A 25 anni dal disastro nucleare di Chernobyl, un editoriale sulla rivista "Lancet Oncology" descrive le conseguenze dell'evento in termini sanitari, sottolineando le difficoltà nella valutazione di tali effetti e le opportunità di ricerca offerte, purtroppo, dall'incidente di Fukushima.
A 25 anni dal disastro nucleare di Chernobyl, un editoriale sulla rivista "Lancet Oncology" descrive le conseguenze dell'evento in termini sanitari, sottolineando le difficoltà nella valutazione di tali effetti e le opportunità di ricerca offerte, purtroppo, dall'incidente di Fukushima.
La speranza che l'evento possa essere utile in termini di conoscenze sull'argomento deriva dalla notevole esperienza giapponese in questo campo. Il commento è firmato da Kirsten B Moysich e Philip McCarthy, del Roswell Park Cancer Institute di Buffalo, nello stato di New York, e da Per Hall, del Karolinska Institute di Stoccolma, in Svezia, che hanno contribuito a numerosi articoli e rapporti sull'argomento, compreso il primo rapporto delle Nazioni Unite sugli effetti dell'incidente di Chernobyl del 2000.
Gli elementi radioattivi con emivita molto lunga, specialmente cesio e stronzio, rimarranno nell'ambiente per i prossimi decenni. Lo iodio, nonostante i soli otto giorni di tempo di dimezzamento, può essere dannoso poiché viene assorbito dall'organismo con il cibo, e viene poi immagazzinato nella ghiandola tiroide.
In seguito all'incidente di Chernobyl, nelle aree interessate dalla più elevata esposizione agli elementi radioattivi è stato osservato un aumento del rischio di tumore della tiroide da 3 a 8 volte, e per questo è stata raccomandata la distribuzione di tavolette di ioduro di potassio a bambini e adolescenti nelle aree più contaminate.
Sfortunatamente, non sono disponibili interventi chemioprotettivi per l'esposizione al cesio e allo stronzio.
“Occorre un approccio aggressivo per limitare l'esposizione allo iodio radioattivo e al cesio, e per isolare le aree contaminate. In particolare, i bambini e i giovani adulti sono i soggetti esposti al rischio più alto, dal momento che i dati ottenuti in passato mostrano come l'esposizione in giovane età incrementi il rischio di effetti sanitari come il tumore della tiroide”.

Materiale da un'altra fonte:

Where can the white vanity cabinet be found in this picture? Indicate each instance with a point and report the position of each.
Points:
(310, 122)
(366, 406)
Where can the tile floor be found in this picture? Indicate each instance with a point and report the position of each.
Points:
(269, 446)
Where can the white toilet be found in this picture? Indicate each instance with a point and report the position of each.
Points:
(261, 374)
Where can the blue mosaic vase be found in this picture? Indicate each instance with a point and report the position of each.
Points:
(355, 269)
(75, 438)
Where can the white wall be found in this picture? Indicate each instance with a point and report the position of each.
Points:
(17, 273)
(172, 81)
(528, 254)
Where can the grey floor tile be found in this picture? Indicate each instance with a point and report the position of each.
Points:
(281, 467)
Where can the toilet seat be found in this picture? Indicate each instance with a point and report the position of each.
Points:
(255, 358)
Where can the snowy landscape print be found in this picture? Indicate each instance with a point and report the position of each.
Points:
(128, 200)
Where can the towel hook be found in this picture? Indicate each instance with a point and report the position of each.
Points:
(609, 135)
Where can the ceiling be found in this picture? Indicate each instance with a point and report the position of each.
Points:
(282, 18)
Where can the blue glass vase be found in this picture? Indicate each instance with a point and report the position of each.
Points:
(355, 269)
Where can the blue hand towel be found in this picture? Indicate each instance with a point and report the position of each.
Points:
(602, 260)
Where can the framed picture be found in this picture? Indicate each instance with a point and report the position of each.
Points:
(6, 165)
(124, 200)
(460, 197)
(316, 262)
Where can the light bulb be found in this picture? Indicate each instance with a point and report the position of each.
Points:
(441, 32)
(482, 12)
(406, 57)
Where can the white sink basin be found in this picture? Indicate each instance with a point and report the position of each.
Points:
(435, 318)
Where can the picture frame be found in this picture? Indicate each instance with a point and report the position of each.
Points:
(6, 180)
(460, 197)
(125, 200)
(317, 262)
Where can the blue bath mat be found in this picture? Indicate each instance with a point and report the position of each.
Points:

Oltre a ciò, l'articolo discute l'effetto potenzialmente dannoso per le ragazze in pubertà, per le quali è stato evidenziato un aumento del rischio di tumore della mammella nel corso del Japanese Life Span Study, in cui sono stati studiati i diversi fattori di rischio per l'esposizione alle esplosioni atomiche della Seconda guerra mondiale. Un altro periodo critico è quello dell'allattamento se è coinciso con quello dell'incidente, quando la probabilità dell'assorbimento di radionuclidi da parte del tessuto mammario è elevato”.
Moysich e colleghi, concludono che le conseguenze oncologiche dell'incidente di Chernobyl erano limitato al tumore della tiroide nei bamibni e in misura inferiore a quanto atteso.
A causa a diversi problemi associati allo studio degli effetti di Chernobyl, i risultati di nuovi studi che abbiano come oggetto l'incidente di Fukushima potrebbero fornire più accurate stime delle conseguenze degli incidenti negli impianti nucleari nel passato e del presente, oltre a fornire utili informazioni per la gestione della salute pubblica nel futuro.
L'editoriale di Lancet Oncology conclude dicendo: “Un aspetto spesso trascurato del disastro nucleare è il peso psicologico sui soggetti coinvolti. Nel 1991, uno studio dell'International Atomic Energy Agency ha ha concluso che gli effetti psicologici del disastro di Chernobyl sono stati sproporzionati rispetto al rischio biologico. Secondo il rapporto del Chernobyl Forum dell'ONU, il più grave danno sanitario del disastro è stato sulla salute mentale, un effetto reso ancora più grave dalla scarsa informazione sui rischi associati all'esposizione alle radiazioni. Le conseguenze a lungo termine di Fukushima rimangono da verificare, ma via via che il Giappone procede [alla messa in sicurezza], occorre una chiara e accessibile divulgazione di informazioni è essenziale per assicurare un'adeguata salvaguardia e monitoraggio della salute pubblica”.